Location
- 1701 Skylyn Drive Spartanburg, South Carolina 29307 United States
- Coordinates: 34°58′35″N 81°53′34″W﻿ / ﻿34.9765121°N 81.8928816°W

Information
- Type: Private; college preparatory; day school;
- Religious affiliation: Nonsectarian
- Established: 1957 (69 years ago)
- President: Bear Boyd
- Head of school: Dave Skeen
- Faculty: 100
- Grades: 2K–12
- Gender: Co-educational
- Enrollment: 550
- Campus type: Suburban
- Colors: Red and blue
- Athletics: 28 Athletic teams
- Athletics conference: South Carolina Independent School Association (SCISA)
- Mascot: Griffin
- Nickname: Griffins
- Accreditation: SACS NAIS
- Newspaper: The Talon
- Endowment: $30 million
- Tuition: Preschool: $10,091–$13,295 K–12: $17,067–$23,991
- Website: www.spartanburgdayschool.org

= Spartanburg Day School =

School in Spartanburg, South Carolina, US

Spartanburg Day School is a private, nonsectarian, college preparatory school located in unincorporated Spartanburg County, South Carolina, United States, with a Spartanburg post office address, in the Greenville-Spartanburg area. It consists of a lower school for 2K-4th graders, a middle school for 5th-8th graders, and an upper school for 9th-12th graders.

== History ==
Spartanburg Day School was established on September 12, 1957, at the Drayton Mill Community Building, with 35 students in 1st–5th grades. As more upper-level grades were needed, a new location for SDS was established on Skylyn Drive, where the school is currently located. In October 1962, the new campus was officially opened. The lower school did not move to the current campus until 1993.

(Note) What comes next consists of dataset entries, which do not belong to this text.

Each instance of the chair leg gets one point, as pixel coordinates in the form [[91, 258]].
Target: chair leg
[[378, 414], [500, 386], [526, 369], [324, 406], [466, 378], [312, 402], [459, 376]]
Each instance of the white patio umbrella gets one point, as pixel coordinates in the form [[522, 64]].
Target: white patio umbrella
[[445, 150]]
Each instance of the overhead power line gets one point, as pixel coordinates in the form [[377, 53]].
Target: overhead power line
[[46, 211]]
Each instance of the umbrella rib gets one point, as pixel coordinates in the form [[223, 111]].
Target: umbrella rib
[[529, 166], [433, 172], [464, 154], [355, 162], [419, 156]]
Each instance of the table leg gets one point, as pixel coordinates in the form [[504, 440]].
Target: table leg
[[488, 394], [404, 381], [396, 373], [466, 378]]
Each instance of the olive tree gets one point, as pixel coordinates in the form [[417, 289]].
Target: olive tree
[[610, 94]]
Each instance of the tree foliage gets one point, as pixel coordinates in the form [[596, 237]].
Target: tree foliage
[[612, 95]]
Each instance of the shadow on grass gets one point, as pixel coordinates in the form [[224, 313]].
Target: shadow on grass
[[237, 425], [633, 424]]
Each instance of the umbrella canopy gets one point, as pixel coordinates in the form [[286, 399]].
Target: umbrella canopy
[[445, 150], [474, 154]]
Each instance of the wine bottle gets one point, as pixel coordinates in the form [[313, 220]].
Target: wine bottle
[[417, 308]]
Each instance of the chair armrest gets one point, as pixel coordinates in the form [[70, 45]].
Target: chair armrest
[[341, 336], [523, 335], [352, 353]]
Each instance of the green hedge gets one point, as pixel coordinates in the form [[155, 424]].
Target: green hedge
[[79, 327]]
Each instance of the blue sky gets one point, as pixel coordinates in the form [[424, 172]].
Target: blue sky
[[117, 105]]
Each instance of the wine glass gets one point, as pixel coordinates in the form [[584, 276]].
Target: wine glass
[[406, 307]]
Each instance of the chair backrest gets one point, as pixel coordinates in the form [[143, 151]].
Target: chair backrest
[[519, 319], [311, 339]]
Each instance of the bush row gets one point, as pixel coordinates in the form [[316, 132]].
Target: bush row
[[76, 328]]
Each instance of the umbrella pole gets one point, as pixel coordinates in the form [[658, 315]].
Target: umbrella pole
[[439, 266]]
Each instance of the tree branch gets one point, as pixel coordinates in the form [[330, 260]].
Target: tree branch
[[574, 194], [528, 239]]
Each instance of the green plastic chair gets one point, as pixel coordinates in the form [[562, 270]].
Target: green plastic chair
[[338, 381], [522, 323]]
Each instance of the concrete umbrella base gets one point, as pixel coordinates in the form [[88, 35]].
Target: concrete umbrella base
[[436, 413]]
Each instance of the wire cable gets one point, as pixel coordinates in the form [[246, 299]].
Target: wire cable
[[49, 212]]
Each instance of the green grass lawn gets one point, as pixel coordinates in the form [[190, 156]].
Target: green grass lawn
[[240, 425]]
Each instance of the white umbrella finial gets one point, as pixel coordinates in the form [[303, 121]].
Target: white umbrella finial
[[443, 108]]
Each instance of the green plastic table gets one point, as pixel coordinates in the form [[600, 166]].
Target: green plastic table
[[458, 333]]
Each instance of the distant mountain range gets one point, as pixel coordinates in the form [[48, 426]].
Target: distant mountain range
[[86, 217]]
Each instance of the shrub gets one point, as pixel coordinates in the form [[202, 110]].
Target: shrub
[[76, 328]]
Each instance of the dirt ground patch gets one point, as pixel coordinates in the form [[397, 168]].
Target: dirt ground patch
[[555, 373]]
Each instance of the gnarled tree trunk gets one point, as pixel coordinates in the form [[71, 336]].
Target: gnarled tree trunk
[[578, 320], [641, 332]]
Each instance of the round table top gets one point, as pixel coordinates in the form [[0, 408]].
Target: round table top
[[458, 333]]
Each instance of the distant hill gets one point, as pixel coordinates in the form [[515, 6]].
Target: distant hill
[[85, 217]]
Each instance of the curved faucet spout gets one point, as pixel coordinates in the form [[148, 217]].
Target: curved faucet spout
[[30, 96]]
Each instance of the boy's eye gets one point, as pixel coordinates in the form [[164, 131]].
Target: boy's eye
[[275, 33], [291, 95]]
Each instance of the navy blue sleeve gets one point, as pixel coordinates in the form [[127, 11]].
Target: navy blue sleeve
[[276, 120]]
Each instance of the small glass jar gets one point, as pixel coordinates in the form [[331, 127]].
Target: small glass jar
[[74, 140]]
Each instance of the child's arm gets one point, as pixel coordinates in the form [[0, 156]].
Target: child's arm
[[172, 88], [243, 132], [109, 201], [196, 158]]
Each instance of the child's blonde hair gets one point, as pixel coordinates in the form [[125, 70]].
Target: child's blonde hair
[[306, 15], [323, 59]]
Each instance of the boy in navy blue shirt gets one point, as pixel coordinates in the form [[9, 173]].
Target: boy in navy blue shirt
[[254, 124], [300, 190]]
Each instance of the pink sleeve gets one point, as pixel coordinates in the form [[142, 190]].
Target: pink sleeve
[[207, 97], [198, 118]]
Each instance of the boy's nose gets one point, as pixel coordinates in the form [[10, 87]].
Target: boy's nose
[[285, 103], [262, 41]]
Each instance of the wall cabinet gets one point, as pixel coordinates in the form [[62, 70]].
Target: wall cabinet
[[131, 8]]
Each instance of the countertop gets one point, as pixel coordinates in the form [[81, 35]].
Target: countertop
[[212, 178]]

When the families of foreign expatriates began moving to the Greenville-Spartanburg area in the 20th century, most of the children attended Spartanburg Country Day School.

== Athletics ==
The Spartanburg Day Griffins compete in the South Carolina Independent Schools Association (SCISA). Each student from grades 7 to 12 is required to participate in one athletic team each academic year. SDS offers cross country, volleyball, soccer, physical education, tennis, basketball, swimming, cheerleading, baseball, lacrosse, golf, and track and field. The school does not deny students from participating in its athletic programs due to inexperience or ability. SDS has enjoyed much athletic success in recent years, including back-to-back baseball SCISA championships in 2001 and 2002, as well as SCISA championship teams in men's and women's tennis. The boys basketball team led by future NBA player Zion Williamson, has won three consecutive SCISA championships from 2016 to 2018.

== Notable alumni ==
- Celia Weston (class of 1966), American character actress. Weston has received an Independent Spirit Award nomination (Dead Man Walking), a Screen Actors Guild Award nomination (In the Bedroom) and a Tony Award nomination (The Last Night of Ballyhoo).
- Betsy Wakefield Teter (class of 1976), co-founder of the Hub City Writers Project, an independent press, and 2017 recipient of the Elizabeth O'Neill Verner Governor's Award for the Arts.
- Landya B. McCafferty (class of 1980), Chief United States District Judge of the United States District Court for the District of New Hampshire and first female judge to serve in the District of New Hampshire.
- William J. Dobson (class of 1991), coeditor of the Journal of Democracy, and past editor at Slate, NPR, and Newsweek International. Dobson is the author of The Dictator’s Learning Curve: Inside the Global Battle for Democracy.
- Zion Williamson (class of 2018), basketball player for the New Orleans Pelicans and number one pick in the NBA's 2019 draft.